Ich Bin Ein - Tasting

berliner in a glass

It's been 5 months since I brewed this beer and almost a month since I bottled it. I finished off the beer with 55g of Newport a week before bottling. With the gravity finishing off at 1.009, the beer comes in a touch lighter than planned at 3.4% ABV. As such it's very much a light, fresh, summer beer; and with spring just warming up, I seem to have timed this quite well. I was a bit conservative when priming it for bottling, aiming at only 2.8 vol of CO2, in retrospect I ought probably to have been a bit more aggressive in that regard. The carbonation is slightly lower than I would like it.


The beer is a very pale straw colour and almost, but not quite, clear. I'm hoping that a bit more time conditioning in the bottle will allow the bugs to munch up a few more proteins and clear the body up a little bit more. The head is white, and fleeting. This is not hugely surprising as sour beers rarely have a head that sticks around.

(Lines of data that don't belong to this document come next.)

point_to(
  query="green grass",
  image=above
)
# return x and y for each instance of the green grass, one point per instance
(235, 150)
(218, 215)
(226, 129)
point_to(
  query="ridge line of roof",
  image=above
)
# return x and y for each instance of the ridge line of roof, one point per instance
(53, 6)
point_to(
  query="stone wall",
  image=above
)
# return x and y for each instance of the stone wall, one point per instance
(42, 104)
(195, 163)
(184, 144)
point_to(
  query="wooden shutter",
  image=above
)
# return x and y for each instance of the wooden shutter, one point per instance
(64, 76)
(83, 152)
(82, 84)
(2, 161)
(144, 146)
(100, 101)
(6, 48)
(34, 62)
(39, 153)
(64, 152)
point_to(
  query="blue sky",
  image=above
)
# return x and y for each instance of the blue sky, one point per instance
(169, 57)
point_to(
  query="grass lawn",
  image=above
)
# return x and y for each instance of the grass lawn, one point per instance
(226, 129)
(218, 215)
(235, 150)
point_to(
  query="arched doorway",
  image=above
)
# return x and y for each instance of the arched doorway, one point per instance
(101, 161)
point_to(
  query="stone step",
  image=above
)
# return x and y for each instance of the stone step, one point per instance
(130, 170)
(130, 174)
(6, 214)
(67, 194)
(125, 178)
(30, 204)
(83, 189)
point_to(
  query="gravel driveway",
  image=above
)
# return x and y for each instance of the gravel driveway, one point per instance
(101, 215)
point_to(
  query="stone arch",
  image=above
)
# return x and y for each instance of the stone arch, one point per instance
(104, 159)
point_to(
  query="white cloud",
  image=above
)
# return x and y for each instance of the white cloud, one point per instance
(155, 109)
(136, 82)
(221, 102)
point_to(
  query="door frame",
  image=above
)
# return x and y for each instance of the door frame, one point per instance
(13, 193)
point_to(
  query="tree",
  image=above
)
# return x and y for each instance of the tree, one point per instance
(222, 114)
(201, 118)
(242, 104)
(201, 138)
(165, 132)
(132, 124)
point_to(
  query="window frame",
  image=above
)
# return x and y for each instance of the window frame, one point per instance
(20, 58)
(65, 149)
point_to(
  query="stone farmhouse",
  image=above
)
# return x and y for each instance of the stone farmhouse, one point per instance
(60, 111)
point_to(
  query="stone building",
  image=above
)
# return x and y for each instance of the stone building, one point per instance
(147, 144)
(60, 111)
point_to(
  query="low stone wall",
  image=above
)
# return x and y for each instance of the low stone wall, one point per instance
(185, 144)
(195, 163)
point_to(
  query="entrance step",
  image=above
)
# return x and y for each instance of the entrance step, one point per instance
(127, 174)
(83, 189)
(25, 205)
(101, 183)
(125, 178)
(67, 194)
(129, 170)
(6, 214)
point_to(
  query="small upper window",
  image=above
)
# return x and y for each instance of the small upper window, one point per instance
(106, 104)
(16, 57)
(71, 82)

The brett from the De Bom blend comes through well in the nose, with hints of olives, lemons and perhaps a touch of goat. The funk is not overwhelming, though, and gives a nice bit of interest to a beer that I fear might otherwise be a bit bland. The hops added at the end have all but disappeared, with only a hint of hoppy aroma in the nose. Perhaps Newport was just not assertive enough a variety for this.

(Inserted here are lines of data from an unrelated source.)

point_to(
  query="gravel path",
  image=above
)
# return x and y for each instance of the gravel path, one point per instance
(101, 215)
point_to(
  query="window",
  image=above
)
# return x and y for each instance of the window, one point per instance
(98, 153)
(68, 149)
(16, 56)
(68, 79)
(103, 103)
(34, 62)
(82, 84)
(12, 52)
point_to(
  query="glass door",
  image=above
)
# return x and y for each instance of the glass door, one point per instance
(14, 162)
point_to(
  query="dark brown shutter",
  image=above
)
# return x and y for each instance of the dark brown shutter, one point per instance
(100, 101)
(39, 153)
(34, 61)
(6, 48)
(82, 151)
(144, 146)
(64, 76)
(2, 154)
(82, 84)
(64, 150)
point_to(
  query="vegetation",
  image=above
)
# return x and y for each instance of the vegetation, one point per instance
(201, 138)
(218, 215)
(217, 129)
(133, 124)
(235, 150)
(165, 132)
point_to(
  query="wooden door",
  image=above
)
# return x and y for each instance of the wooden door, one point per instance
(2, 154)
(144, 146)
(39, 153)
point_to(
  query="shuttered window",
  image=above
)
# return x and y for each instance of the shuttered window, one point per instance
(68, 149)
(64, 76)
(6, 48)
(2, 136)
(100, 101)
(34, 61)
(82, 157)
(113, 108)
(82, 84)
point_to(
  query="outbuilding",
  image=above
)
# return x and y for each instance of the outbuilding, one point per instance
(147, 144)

The lacto sourness provides a lemony, vinous quality with hints of apple and some grainy character too. The body is rather thin, and higher carbonation would have been a good idea. For my taste it could certainly be more sour as the sourness is quite gentle, more reminiscent of a tart apple juice than a riesling.

Final Words

For a first attempt I'm not too unhappy with how this turned out, but next time I will need to try and get a bit more sourness into the beer. I might try giving the lacto more time to do its thing before adding the yeast, or perhaps I will try to aquire a more aggressive lacto strain through spontaneous fermentation.